Prefect of the Varaždin County
- In office May 2009 – 9 June 2017
- Preceded by: Zvonimir Sabati
- Succeeded by: Radimir Čačić

Personal details
- Born: 13 January 1969 (age 57) Vinica,^{[citation needed]} SR Croatia, SFR Yugoslavia
- Party: Croatian People's Party (1990–present)
- Alma mater: University of Zagreb

= Predrag Štromar =

Croatian politician (born 1969)

Predrag Štromar (/sh/; born 13 January 1969) is a Croatian politician who served as Minister of Construction and Physical Planning and Deputy Prime Minister in the Government of Croatia from 2017 to 2020. He previously served as president of the Croatian People's Party from May to December 2020.

==Early life==
Born in Vinica, Štromar attended secondary school in Varaždin. He graduated at the Zagreb Faculty of Economics and Business in 1993.

==Political career==
As a Croatian People's Party – Liberal Democrats candidate, Štromar was elected as prefect of Varaždin County in the 2009 election. In the 2013 election, Štromar was re-elected, while following the 2017 election, Radimir Čačić succeeded him as prefect. From 2016 to 2017, Štromar served as deputy president of the HNS, while between June and December 2017, he served as acting party president.

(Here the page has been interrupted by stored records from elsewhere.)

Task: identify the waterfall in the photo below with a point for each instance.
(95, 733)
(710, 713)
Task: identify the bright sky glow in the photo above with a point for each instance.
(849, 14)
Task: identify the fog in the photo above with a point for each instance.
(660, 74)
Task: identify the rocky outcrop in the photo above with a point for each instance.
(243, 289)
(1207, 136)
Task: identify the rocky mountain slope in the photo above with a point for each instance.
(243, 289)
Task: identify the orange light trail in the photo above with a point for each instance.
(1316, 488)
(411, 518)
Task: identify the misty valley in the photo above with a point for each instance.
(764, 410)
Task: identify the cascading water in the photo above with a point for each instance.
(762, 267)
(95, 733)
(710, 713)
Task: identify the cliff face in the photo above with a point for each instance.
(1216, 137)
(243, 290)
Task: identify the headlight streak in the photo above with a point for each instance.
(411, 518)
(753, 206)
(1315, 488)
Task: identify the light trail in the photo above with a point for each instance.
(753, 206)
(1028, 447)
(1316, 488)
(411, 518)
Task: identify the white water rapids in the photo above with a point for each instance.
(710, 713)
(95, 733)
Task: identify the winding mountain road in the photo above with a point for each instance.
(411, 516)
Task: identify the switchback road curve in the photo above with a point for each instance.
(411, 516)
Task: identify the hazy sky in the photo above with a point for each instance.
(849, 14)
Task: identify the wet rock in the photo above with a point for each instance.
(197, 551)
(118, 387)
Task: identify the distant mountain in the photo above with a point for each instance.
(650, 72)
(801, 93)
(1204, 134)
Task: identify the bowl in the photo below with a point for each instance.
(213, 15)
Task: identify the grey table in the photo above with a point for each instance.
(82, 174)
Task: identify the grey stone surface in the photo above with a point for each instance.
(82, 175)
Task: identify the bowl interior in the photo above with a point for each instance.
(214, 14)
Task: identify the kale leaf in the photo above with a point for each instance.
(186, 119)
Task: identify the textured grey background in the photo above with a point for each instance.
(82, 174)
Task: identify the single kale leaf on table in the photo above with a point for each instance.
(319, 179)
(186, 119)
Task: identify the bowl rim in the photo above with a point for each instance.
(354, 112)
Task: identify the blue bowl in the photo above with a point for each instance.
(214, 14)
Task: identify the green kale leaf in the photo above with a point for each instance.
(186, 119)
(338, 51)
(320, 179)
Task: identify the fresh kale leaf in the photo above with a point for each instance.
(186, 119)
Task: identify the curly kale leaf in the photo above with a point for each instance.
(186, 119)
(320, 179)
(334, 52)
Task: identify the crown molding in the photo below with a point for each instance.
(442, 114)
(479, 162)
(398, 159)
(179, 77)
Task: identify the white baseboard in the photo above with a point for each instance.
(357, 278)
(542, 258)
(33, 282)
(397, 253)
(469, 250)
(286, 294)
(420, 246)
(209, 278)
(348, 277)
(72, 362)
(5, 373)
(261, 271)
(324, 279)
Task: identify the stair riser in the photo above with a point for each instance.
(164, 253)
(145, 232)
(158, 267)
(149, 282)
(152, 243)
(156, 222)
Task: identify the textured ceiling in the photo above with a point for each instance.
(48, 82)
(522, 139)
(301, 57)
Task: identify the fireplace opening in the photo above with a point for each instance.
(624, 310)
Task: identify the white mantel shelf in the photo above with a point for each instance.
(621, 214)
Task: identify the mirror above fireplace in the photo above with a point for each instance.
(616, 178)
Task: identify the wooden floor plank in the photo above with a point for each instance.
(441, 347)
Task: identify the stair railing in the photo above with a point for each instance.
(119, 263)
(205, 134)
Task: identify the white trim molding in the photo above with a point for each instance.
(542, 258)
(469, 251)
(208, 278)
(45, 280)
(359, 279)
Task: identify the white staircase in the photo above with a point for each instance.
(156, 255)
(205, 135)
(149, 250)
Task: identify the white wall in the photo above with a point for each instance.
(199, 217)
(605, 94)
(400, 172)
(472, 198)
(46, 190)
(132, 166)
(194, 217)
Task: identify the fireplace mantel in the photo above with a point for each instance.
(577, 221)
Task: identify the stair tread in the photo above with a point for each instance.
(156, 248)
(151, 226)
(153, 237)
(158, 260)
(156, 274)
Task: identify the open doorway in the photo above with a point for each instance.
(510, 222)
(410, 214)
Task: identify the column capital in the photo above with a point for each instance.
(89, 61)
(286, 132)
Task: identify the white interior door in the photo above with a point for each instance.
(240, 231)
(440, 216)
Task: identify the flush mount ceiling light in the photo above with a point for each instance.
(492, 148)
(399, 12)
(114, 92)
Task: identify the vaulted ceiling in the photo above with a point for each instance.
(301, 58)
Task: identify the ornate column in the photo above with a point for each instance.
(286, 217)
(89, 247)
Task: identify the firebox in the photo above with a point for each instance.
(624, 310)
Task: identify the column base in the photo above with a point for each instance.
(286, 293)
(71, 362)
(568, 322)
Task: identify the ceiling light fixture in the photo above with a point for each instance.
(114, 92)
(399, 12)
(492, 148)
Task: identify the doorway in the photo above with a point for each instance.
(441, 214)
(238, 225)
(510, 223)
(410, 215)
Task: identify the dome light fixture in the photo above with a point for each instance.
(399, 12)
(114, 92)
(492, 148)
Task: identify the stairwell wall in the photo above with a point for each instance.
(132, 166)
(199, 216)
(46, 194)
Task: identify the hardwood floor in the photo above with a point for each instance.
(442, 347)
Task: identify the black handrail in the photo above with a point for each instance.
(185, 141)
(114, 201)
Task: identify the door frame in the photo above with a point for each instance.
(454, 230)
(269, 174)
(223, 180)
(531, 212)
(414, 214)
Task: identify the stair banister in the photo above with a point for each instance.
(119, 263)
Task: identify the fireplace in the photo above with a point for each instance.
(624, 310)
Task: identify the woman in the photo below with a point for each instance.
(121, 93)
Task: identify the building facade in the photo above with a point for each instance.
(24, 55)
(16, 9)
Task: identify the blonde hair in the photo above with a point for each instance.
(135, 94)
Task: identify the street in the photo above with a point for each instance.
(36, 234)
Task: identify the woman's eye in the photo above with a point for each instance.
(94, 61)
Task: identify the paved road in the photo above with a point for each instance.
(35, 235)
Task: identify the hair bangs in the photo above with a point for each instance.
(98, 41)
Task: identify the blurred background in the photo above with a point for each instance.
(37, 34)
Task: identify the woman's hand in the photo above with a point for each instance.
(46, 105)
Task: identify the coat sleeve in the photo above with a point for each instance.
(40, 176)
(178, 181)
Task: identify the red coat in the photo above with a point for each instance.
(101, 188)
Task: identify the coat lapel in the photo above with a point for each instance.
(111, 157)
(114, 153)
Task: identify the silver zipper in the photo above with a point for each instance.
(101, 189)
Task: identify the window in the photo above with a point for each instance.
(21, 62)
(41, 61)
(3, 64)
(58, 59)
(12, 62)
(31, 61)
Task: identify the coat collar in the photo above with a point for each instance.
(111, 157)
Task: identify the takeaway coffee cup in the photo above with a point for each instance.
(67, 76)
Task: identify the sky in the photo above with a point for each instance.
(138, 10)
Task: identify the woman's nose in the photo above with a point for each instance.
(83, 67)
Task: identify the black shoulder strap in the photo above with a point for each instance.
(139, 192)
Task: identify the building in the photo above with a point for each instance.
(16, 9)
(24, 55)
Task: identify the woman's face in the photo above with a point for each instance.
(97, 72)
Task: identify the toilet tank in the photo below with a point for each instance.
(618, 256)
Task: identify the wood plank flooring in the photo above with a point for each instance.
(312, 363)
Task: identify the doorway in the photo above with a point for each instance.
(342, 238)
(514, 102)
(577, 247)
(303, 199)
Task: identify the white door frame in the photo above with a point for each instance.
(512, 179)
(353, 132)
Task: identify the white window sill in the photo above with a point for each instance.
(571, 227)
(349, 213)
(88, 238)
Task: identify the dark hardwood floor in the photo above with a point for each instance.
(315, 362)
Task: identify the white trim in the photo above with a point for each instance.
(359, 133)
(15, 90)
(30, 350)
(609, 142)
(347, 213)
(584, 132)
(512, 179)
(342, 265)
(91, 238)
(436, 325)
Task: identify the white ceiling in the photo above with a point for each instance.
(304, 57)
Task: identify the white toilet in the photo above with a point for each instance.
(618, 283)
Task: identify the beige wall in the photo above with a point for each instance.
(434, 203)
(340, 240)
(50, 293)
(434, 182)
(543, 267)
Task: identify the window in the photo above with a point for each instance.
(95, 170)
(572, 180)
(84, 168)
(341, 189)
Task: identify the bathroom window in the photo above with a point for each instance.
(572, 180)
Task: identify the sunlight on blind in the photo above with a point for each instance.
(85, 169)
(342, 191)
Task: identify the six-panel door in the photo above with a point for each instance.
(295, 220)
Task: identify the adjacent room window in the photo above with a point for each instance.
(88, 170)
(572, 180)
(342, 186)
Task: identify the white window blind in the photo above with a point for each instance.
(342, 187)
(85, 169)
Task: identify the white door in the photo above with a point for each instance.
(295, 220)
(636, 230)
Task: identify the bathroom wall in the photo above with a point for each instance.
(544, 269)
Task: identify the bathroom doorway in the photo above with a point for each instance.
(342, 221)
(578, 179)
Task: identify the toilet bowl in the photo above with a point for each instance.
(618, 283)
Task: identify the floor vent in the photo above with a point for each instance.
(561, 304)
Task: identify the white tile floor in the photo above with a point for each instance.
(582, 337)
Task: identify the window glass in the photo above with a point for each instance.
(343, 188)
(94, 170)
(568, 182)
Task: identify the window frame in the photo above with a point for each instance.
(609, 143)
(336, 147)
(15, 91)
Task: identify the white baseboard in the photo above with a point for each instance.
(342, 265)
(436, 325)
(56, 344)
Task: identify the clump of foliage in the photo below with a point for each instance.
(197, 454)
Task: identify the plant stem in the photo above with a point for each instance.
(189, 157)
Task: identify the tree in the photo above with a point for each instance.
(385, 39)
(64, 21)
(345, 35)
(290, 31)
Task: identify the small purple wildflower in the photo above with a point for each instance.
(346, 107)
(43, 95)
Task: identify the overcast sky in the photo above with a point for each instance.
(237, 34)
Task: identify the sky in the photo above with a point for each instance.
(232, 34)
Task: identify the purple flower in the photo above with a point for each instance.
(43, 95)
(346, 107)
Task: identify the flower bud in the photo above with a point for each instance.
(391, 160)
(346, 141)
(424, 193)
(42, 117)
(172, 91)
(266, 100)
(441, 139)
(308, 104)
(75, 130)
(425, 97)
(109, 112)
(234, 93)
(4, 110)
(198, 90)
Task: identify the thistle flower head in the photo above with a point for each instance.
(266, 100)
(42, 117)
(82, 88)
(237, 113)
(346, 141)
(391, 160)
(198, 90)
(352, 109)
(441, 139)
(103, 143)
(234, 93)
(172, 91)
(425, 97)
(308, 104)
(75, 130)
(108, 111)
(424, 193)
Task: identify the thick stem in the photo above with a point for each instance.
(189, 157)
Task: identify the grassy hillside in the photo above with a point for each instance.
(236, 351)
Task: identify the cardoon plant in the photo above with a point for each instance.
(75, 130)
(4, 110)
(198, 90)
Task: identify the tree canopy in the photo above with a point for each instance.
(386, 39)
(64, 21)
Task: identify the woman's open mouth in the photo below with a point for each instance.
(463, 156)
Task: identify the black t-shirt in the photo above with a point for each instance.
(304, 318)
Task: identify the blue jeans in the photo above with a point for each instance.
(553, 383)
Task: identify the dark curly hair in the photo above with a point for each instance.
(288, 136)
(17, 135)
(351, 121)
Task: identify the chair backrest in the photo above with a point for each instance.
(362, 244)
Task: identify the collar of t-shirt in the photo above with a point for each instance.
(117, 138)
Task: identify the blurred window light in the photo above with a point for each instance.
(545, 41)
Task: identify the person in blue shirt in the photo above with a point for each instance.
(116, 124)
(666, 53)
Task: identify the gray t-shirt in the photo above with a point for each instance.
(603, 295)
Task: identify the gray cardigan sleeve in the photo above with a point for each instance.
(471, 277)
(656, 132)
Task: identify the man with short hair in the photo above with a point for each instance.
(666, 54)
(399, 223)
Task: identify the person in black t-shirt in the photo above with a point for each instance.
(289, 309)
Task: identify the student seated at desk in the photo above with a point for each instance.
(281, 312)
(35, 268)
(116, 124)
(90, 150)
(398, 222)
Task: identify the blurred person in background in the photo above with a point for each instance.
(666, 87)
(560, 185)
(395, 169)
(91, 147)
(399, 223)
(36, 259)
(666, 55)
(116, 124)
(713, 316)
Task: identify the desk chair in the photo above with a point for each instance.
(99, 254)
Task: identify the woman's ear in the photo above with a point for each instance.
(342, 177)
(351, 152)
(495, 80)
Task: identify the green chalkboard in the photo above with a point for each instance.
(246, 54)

On 9 June 2017, Štromar was appointed as Minister of Construction and Spatial Planning and Deputy Prime Minister in the cabinet of prime minister Andrej Plenković. On 24 May 2020, Štromar was elected as president of the HNS.

==Personal life==
Born in the village of Vinica based in Varaždin County, Štromar is married with two daughters. Apart from his native Croatian, he is fluent in English.